The Johns Hopkins Gazette: June 9, 2003
June 9, 2003
VOL. 32, NO. 37

  

Three JHU Students Selected as Jack Kent Cooke Scholars

By Amy Cowles and Ming Tai
Homewood and School of Nursing

Johns Hopkins Gazette Online Edition

Three Johns Hopkins students--two recent graduates of the Krieger School of Arts and Sciences and one degree candidate at the School of Nursing--have been selected as Jack Kent Cooke Foundation Graduate Scholars.

Foundation scholars, who must have ties to Virginia, Maryland or the District of Columbia, receive up to $50,000 per year to complete their graduate or professional degrees as part of the foundation's Graduate Scholarship Program. Forty-three scholars, who excel in both academic endeavors and extracurricular activities, were selected this year.

Allison C. Bienkowski, who received her bachelor's degree in the history of art, plans to pursue a doctorate in art history at Duke.

"Art is something that makes many people uncomfortable, particularly in stately museums, because they think they are not capable of understanding it," Bienkowski said. "I want to work to ensure that this feeling is lessened."

Motivated by past work as an apprentice, intern and teaching assistant in the education department at the Metropolitan Museum of Art in New York, Bienkowski intends to pursue a career in museum education. At the museum, she often met students from disadvantaged schools and would like to continue working with inner city high school and middle school students.

Bienkowski was diagnosed with anorexia when she was 15 and spent five years in recovery. Feeling that she was given a "second chance to make things right for a reason," Bienkowski devoted much of her time in college to community service projects. She founded Heads Up!, an after-school tutorial with the goal of increasing English literacy in refugee youth. She also has worked with the Red Cross and Summerbridge International, where she taught reading and writing to eighth-grade students.

Vivian Kim received her bachelor's degree in political science and plans to attend law school next year.

"I've always wanted to go into law because of my international background," Kim said. "But my ultimate goal is to help with the reunification process between North Korea and South Korea."

Kim would like to be an international trade lawyer to represent the United States in Korea and to work for reunification.
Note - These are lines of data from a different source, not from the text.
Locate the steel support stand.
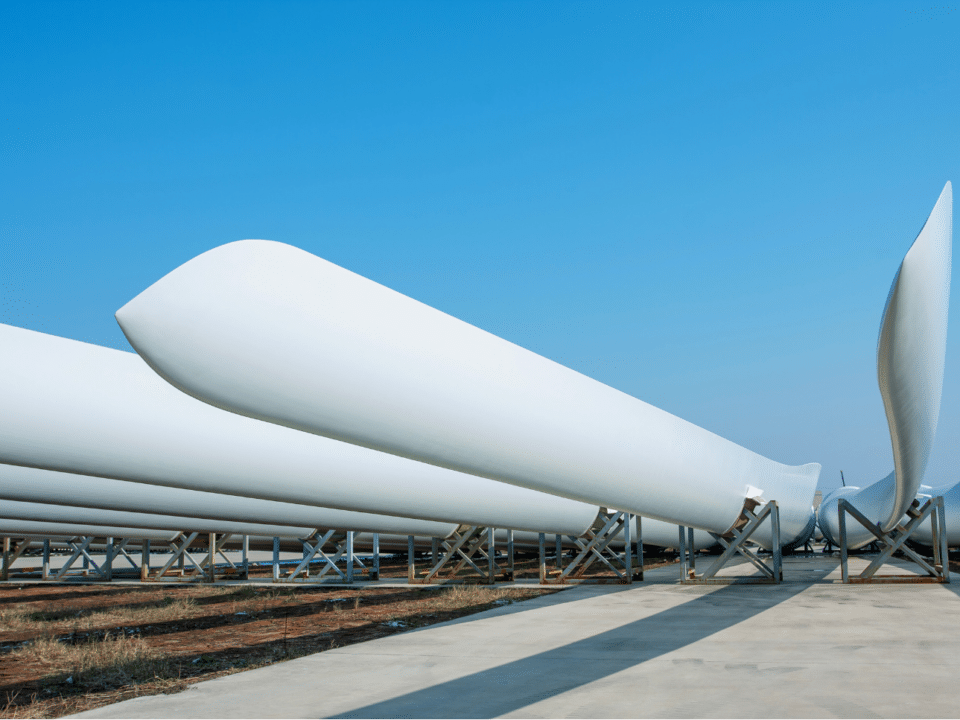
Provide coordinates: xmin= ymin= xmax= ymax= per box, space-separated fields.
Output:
xmin=540 ymin=510 xmax=636 ymax=585
xmin=140 ymin=540 xmax=150 ymax=582
xmin=407 ymin=525 xmax=500 ymax=585
xmin=407 ymin=535 xmax=417 ymax=584
xmin=837 ymin=496 xmax=950 ymax=583
xmin=680 ymin=500 xmax=783 ymax=585
xmin=103 ymin=538 xmax=113 ymax=582
xmin=53 ymin=537 xmax=108 ymax=581
xmin=206 ymin=533 xmax=217 ymax=583
xmin=273 ymin=538 xmax=280 ymax=582
xmin=634 ymin=515 xmax=643 ymax=580
xmin=0 ymin=537 xmax=10 ymax=580
xmin=347 ymin=530 xmax=353 ymax=585
xmin=277 ymin=530 xmax=370 ymax=584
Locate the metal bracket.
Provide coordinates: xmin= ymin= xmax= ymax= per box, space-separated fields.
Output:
xmin=837 ymin=496 xmax=950 ymax=583
xmin=142 ymin=532 xmax=242 ymax=583
xmin=679 ymin=500 xmax=783 ymax=585
xmin=407 ymin=525 xmax=513 ymax=585
xmin=274 ymin=530 xmax=380 ymax=584
xmin=540 ymin=509 xmax=643 ymax=585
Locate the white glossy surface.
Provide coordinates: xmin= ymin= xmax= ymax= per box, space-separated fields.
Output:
xmin=0 ymin=500 xmax=315 ymax=540
xmin=0 ymin=325 xmax=597 ymax=535
xmin=117 ymin=245 xmax=820 ymax=539
xmin=0 ymin=465 xmax=457 ymax=537
xmin=819 ymin=182 xmax=953 ymax=548
xmin=0 ymin=518 xmax=180 ymax=542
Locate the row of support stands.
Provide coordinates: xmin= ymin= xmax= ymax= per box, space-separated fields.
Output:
xmin=0 ymin=532 xmax=255 ymax=582
xmin=7 ymin=497 xmax=950 ymax=585
xmin=273 ymin=530 xmax=380 ymax=584
xmin=140 ymin=532 xmax=250 ymax=583
xmin=679 ymin=500 xmax=783 ymax=585
xmin=539 ymin=509 xmax=643 ymax=585
xmin=837 ymin=496 xmax=950 ymax=583
xmin=407 ymin=525 xmax=506 ymax=585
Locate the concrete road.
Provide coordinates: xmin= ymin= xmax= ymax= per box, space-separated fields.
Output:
xmin=67 ymin=559 xmax=960 ymax=720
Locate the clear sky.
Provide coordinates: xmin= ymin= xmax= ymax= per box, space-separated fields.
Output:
xmin=0 ymin=1 xmax=960 ymax=487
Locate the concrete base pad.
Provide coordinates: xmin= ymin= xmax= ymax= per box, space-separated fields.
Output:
xmin=67 ymin=558 xmax=960 ymax=720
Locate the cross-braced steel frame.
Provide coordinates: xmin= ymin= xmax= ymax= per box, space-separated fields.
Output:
xmin=837 ymin=496 xmax=950 ymax=583
xmin=273 ymin=530 xmax=380 ymax=584
xmin=407 ymin=525 xmax=506 ymax=585
xmin=540 ymin=510 xmax=643 ymax=585
xmin=678 ymin=500 xmax=783 ymax=585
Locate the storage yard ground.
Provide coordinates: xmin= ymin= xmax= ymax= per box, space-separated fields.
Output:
xmin=52 ymin=558 xmax=960 ymax=720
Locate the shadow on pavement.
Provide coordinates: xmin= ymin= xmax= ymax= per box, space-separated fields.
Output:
xmin=328 ymin=582 xmax=810 ymax=720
She sees trade relations as an important way to pave a smooth transition and foster communications.

Born in Los Angeles, Kim moved with her parents to Korea when she was 13. She attended international schools to be exposed to different people, and in college, she worked in Seoul for Lehman Brothers, where she wrote a report on the future market possibilities of North Korea and the economic ramifications of reunification.

"I have always been an active member of my community and environment," Kim said. She was vice president of the Gold Key International Honor Society and created the Hampden Tutorial Project, which fosters relationships between Johns Hopkins students and disadvantaged children. She was also a member of the Korean Students Association and the political science honor society Pi Sigma Alpha.

Annika Hawkins will receive her baccalaureate degree in nursing in July and plans to earn two graduate degrees, a master of science in the family nurse practitioner program at the School of Nursing and a master of public health degree from the Johns Hopkins Bloomberg School of Public Health.

After graduating from Wesleyan University in 2000 with a degree in Spanish language and literature, Hawkins worked at Planned Parenthood in Boston as a clinical assistant and counselor. "It was there, counseling Spanish-speaking patients and working with nurse midwives and nurse practitioners, that I realized the nursing profession was a good fit for me," she said.

Hawkins then traveled to Peru to work with Robert Gilman, a professor in the Department of International Health at the Johns Hopkins Bloomberg School of Public Health, on a project studying shigella, a bacteria that causes diarrhea.

"The original intent was for me to assist with language-based tasks, but shortly after our arrival, the doctor leading the project left," Hawkins said. "Suddenly there was a project, up and running, with four field workers, a pediatrician and a biologist but no one to keep it running." Hawkins jumped in and provided guidance to the group. "Being able to speak Spanish gave me a distinct advantage," she said.

When the project ended in February 2002, Hawkins began the task of analyzing the data, another new and challenging experience for her. She returned from Peru just a few weeks before entering the accelerated baccalaureate program at the School of Nursing.

After she receives her master's degrees, Hawkins would like to practice in a community or public health setting. She is interested in working with Hispanic populations, both locally and internationally.

The Jack Kent Cooke Foundation is a private, independent foundation established by its namesake to help young people of exceptional promise reach their full potential. Cooke was a businessman, sportsman and philanthropist who owned the Toronto Maple Leaf baseball club, the Los Angeles Lakers basketball team and the Washington Redskins football team. He also owned the Chrysler Building in New York City, newspapers, magazines, radio stations and cable television stations. When Cooke died in 1997, he left most of his fortune to the foundation, which has more than $500 million in assets.